Nov 2 2009 8:04PM | Permalink |Comments (0) |
An evening panel session at the International Test Conference this evening reviewed decades of the research work at Stanford University's Center for Reliable Computing, and nearly turned into an encomium for one man: the Center's director, Ed McCluskey. By offering statements from many CRC members past and present, the panel showed the remarkable range of technology vital to the industry in which CRC—and McCluskey—have played a seminal role.
In the early days, according to the first panelists--including Dan Siewiorek, who spoke by pre-recorded video--the center stayed close to the implications of its name, doing original work on such topics as fault-tolerant computing circuits, triple module redundancy, voting algorithms, and estimation of system reliability. But as integration increased and computers became chips, the center's work naturally expanded into the related area of semiconductor testability.
It is in this connection that the work of CRC has its greatest significance for ITC attendees.
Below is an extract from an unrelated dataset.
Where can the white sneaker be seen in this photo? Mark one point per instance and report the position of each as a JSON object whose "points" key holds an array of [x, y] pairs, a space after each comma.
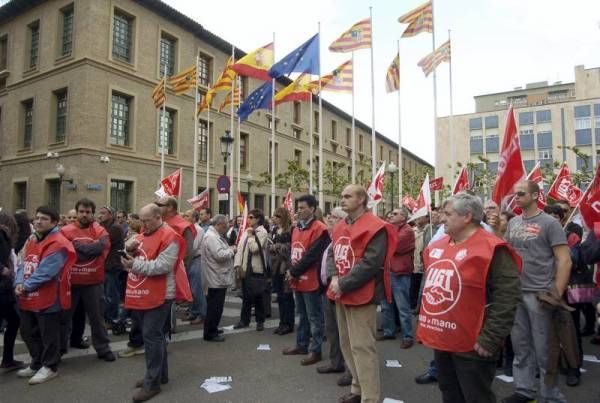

For in pioneering work on how to test digital circuits, the center's members wrote widely-cited papers on such vital topics as how to reorganize a logic network to best analyze the possible fault conditions, how to study transient failures in combinatorial networks, how to optimize logic synthesis algorithms for testability, and fundamentals of built-in self-test (BIST) architecture and synthesis.
One particular program started by CRC and continued over 18 years, spanning process generations from 0.7 to 0.13 micron, and devices from 25K-gate gate arrays to an Nvidia graphics engine, is a long-term study of test and reliability data. In addition to accumulating a huge amount of historical data, the program gave birth to such ideas as very-low-voltage test as an alternative to burn-in test, N-detect test patterns, and ways to propagate errors to outputs. "This one program changed the way people test chips," said panelist James Li.
Phil Nigh of IBM Microelectronics agreed with Li both on the role of CRC in launching these concepts and on their fundamental importance to test technology, as much now as when the ideas were hatched. In addition to the points cited by Li, Nigh said that it was CRC that published some of the early work demonstrating that most faults in fact don't behave like a theoretical stuck-at fault, and that the industry's primary fault model was broken.
"People in industry were out there using some of these techniques, but they wouldn't talk about them," Nigh said. "Stanford was the place that launched a public discussion on these techniques so they could become industry tools."
The panel presented a good solid argument that one long-running program at Stanford, intended originally to explore fault-tolerant computing mostly for DARPA, has been a profound source of technology—and just as important, engineer-to-engineer conversation—on some of the most challenging problems in test today. It's quite a record.